Она показала письмо, и они смогли прочитать на нём адрес, написанный зелеными чернилами:
Мистеру Г. Поттеру
Номер 17,
Отель «Рейлвью»,
Коукворт
Гарри попытался было схватить письмо, но дядя Вернон ударил его по руке. Женщина уставилась на них.
— Я заберу, — сказал дядя Вернон, быстро вставая из-за стола и выходя следом за хозяйкой из столовой.
— Дорогой, может быть, лучше вернуться домой? — спустя несколько часов робко предложила тётя Петуния. Но дядя Вернон, похоже, её не слышал. Никто не понимал, что именно он ищет. Он остановился посреди какого-то леса, вышел из машины, осмотрелся по сторонам, потряс головой, снова уселся за руль, и они опять куда-то поехали. То же самое повторилось и в центре вспаханного поля, на середине подвесного моста и на верхней платформе многоярусной автостоянки.

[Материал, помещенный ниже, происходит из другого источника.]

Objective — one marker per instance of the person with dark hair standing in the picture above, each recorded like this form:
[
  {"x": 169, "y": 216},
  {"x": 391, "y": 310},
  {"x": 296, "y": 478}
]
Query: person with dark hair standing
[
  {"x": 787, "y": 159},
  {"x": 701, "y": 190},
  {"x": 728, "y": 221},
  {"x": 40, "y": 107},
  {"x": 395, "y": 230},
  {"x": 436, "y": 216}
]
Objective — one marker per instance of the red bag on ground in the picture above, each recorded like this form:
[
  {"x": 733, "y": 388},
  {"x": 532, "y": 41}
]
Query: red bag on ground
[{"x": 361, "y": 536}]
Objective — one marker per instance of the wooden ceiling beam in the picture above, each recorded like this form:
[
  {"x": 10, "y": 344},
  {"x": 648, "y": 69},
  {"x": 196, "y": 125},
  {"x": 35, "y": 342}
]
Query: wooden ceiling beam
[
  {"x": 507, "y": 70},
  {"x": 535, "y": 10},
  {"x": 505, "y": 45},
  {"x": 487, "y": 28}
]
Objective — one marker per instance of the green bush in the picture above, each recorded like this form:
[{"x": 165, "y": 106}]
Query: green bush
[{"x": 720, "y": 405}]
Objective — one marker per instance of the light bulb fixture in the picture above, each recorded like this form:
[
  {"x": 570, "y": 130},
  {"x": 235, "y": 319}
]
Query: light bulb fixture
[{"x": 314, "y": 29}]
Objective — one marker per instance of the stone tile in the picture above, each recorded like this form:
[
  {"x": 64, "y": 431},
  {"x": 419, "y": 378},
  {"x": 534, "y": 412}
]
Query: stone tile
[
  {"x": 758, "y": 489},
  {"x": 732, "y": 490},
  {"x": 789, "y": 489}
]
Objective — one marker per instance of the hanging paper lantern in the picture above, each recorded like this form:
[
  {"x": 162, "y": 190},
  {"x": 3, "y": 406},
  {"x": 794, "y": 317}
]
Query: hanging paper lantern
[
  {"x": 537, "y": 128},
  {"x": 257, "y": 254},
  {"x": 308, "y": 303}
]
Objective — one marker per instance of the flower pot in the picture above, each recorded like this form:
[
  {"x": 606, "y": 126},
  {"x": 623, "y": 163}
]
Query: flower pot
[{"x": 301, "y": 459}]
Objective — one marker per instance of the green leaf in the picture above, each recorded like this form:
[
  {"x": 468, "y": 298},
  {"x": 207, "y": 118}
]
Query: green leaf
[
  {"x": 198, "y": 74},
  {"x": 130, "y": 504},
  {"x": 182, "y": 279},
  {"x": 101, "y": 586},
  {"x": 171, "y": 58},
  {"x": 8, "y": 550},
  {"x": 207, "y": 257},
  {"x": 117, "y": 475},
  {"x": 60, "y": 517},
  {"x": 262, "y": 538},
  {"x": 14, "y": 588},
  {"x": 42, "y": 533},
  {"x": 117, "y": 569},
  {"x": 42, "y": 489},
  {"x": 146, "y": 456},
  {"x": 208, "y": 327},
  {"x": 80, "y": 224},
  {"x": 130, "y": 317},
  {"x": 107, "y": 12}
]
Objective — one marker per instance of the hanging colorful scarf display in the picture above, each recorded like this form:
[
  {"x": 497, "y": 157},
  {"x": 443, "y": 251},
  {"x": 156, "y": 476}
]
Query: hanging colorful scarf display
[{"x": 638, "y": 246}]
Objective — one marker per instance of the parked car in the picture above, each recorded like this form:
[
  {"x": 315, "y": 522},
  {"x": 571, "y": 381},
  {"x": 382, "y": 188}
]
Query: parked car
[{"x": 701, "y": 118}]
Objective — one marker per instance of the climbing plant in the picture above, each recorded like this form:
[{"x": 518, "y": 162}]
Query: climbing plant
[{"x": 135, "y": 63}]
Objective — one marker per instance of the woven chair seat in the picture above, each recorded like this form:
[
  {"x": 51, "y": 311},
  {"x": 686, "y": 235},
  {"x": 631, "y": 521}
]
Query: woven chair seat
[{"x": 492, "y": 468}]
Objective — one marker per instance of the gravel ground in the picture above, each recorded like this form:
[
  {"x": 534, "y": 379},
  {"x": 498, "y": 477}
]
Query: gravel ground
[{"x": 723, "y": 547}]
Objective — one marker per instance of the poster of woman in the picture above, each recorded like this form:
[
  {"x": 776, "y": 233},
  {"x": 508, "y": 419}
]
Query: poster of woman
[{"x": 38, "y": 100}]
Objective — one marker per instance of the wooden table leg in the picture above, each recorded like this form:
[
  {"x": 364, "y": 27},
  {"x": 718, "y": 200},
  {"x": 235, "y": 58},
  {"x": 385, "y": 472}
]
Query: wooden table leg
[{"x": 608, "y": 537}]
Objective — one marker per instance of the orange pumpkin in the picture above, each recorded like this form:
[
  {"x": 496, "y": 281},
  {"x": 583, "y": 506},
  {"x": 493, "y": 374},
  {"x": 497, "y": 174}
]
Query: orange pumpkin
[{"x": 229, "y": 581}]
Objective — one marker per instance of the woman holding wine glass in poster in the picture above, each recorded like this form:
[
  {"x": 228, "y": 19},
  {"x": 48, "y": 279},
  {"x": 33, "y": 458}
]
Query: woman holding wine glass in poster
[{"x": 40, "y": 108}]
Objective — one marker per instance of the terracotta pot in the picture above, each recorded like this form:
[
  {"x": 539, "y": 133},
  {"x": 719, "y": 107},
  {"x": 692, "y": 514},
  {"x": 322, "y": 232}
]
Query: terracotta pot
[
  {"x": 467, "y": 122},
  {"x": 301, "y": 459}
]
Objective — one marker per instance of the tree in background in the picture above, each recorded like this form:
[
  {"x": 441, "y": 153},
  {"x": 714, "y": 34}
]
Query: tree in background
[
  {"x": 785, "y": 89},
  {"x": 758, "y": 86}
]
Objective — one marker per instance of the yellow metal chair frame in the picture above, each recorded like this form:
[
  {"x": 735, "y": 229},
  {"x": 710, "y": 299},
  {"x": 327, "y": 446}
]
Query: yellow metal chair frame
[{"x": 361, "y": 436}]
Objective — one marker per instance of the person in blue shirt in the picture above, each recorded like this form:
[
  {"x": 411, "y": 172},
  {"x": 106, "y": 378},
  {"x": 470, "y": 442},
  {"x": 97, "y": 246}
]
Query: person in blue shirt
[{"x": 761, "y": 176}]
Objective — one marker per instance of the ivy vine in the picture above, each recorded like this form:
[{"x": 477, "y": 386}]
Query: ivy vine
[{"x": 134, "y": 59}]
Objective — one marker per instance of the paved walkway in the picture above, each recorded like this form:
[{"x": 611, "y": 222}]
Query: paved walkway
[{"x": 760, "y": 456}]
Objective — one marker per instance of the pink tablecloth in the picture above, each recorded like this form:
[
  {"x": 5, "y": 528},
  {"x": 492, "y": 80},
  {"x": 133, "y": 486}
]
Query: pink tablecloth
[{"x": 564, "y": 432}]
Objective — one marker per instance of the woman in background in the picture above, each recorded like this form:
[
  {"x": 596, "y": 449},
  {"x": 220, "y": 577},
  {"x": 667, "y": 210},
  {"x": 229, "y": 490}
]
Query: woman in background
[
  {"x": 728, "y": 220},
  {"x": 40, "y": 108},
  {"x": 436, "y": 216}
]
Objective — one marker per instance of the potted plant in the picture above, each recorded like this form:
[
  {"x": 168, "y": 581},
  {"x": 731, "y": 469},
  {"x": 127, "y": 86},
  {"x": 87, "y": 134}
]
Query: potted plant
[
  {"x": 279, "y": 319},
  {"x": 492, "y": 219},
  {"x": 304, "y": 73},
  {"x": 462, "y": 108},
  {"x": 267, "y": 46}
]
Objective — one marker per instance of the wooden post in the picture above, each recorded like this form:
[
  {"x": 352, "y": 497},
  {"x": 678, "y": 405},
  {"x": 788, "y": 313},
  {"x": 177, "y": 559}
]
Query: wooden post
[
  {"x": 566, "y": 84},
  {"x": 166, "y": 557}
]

— Папа сошёл с ума, да? — вяло спросил Дадли у тёти Петунии вечером того же дня. Дядя Вернон остановил машину на берегу моря, запер их всех внутри, а сам куда-то исчез.
Начался дождь. Огромные капли забарабанили по крыше машины. Дадли шмыгнул носом.
— Сегодня понедельник, — сказал он матери. — Будут показывать «Великого Умберто». Я хочу, чтобы там, где мы остановимся, был телевизор.